Две половинки райского яблока
Шрифт:
Я не очень переживала развод с мужем – наш брак исчерпал себя задолго до финала в суде. Студенческие браки, как правило, недолговечны. Мой муж оказался маменькиным сынком и все время жаловался маме то на непришитую пуговицу, то на не купленный по причине моей забывчивости и занятости хлеб к обеду, то на отсутствие чистых носков. Кроме того, он был свято уверен в том, что домашняя работа бывает мужская и женская. Мужская – сходить на охоту, завалить зайца или наколоть дров. Остальное – женская. А если не нужны дрова ввиду наличия батарей центрального отопления и газовой плиты, и заяц тоже не нужен, то это уж как кому повезло. Историческая справедливость, плата за века охот, войн, походов и всяких других лишений. Пора и отдохнуть. За два года супружества во мне развился нехилый комплекс
В один прекрасный день мне пришла в голову трезвая мысль – а дальше что? Муж хотел детей, вернее, его мама хотела.
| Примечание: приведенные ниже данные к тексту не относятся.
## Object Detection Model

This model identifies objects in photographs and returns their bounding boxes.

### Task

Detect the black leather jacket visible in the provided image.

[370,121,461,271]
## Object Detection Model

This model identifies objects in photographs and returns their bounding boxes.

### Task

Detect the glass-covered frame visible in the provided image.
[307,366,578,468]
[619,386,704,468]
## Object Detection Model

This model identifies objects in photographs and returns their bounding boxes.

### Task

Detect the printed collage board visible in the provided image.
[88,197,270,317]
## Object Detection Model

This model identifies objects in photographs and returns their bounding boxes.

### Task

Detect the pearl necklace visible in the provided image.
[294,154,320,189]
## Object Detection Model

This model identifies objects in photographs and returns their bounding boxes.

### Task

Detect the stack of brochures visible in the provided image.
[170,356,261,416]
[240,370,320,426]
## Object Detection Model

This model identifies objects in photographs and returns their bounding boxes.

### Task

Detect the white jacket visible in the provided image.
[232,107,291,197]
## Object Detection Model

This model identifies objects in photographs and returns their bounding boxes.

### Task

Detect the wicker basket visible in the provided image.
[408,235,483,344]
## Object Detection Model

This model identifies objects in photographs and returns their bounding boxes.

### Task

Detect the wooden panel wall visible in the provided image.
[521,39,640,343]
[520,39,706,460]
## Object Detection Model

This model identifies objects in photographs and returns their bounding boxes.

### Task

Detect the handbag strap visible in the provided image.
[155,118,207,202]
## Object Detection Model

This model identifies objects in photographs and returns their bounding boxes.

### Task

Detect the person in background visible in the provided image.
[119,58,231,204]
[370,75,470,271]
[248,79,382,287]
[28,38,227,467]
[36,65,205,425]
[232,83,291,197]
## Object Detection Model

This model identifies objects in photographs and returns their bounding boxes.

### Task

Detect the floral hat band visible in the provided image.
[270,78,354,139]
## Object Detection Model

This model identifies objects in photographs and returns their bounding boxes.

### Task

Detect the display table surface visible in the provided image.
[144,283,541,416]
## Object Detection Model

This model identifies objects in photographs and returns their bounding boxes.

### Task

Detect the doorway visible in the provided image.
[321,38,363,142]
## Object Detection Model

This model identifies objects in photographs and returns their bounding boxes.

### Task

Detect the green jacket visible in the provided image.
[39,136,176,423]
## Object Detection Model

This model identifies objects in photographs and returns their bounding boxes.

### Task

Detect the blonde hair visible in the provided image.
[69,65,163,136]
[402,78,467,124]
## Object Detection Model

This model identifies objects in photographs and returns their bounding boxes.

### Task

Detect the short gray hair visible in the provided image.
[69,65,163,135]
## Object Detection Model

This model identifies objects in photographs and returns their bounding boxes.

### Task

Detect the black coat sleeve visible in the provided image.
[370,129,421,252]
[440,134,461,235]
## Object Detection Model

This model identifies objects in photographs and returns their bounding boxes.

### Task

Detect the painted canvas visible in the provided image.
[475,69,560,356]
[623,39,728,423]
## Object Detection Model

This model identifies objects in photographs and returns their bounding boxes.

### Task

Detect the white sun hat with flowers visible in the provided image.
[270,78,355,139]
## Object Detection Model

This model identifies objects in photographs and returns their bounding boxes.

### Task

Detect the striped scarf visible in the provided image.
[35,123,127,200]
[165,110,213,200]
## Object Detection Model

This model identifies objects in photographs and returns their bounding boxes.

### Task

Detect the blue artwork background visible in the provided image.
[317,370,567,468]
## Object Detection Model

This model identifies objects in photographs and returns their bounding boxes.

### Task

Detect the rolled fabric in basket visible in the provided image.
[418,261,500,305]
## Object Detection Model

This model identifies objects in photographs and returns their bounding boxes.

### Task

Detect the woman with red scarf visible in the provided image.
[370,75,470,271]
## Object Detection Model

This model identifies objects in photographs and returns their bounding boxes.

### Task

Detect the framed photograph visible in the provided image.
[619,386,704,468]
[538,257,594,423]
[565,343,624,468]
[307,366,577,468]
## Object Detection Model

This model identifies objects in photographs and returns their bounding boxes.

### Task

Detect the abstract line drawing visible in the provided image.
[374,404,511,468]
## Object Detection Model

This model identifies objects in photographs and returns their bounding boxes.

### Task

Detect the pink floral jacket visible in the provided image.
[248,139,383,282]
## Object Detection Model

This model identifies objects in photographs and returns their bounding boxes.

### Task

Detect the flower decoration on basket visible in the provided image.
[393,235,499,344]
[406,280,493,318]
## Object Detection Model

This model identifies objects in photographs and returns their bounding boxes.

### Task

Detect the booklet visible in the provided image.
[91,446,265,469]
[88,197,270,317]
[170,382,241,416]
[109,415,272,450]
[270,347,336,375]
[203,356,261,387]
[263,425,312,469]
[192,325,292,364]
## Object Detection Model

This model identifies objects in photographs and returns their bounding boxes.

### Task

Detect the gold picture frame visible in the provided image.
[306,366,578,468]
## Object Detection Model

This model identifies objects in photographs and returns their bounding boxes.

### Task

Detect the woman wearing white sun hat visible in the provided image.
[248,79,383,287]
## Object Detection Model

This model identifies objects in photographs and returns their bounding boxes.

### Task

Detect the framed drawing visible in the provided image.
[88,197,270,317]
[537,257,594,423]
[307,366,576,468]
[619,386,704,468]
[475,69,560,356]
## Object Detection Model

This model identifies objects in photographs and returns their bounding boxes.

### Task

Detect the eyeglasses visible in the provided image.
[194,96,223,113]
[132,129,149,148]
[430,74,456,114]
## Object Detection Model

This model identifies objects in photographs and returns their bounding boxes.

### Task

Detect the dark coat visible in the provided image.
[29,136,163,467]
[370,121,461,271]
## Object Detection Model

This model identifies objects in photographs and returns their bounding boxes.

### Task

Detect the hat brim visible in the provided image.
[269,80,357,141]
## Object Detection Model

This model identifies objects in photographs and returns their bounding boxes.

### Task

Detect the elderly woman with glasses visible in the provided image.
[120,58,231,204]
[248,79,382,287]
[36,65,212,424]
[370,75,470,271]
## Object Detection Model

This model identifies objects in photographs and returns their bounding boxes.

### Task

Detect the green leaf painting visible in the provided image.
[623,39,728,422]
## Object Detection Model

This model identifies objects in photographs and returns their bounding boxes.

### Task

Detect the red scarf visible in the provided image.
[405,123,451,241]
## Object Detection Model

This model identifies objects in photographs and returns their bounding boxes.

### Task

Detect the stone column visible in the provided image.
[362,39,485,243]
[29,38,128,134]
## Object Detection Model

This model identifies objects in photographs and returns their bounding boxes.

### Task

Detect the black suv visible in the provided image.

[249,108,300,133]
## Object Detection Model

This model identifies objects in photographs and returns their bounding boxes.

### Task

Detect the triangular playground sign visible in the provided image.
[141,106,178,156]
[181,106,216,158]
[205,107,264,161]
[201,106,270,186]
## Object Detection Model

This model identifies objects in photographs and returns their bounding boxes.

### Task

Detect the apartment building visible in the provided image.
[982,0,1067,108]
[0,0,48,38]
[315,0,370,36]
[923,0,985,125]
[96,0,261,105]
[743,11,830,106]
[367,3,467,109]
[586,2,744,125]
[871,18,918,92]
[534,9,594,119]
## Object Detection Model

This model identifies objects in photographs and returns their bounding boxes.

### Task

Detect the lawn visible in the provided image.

Я представила себе этих детей, аккуратно складывающих одежду, убирающих постель, чистящих зубы после каждого приема пищи… А сам «прием пищи»? Не завтрак или обед, безалаберный, как всегда у нас в доме – мои родители были заняты с утра до вечера, и все делалось на бегу, – а «прием пищи», происходящий в гробовом молчании на твердой от крахмала скатерти.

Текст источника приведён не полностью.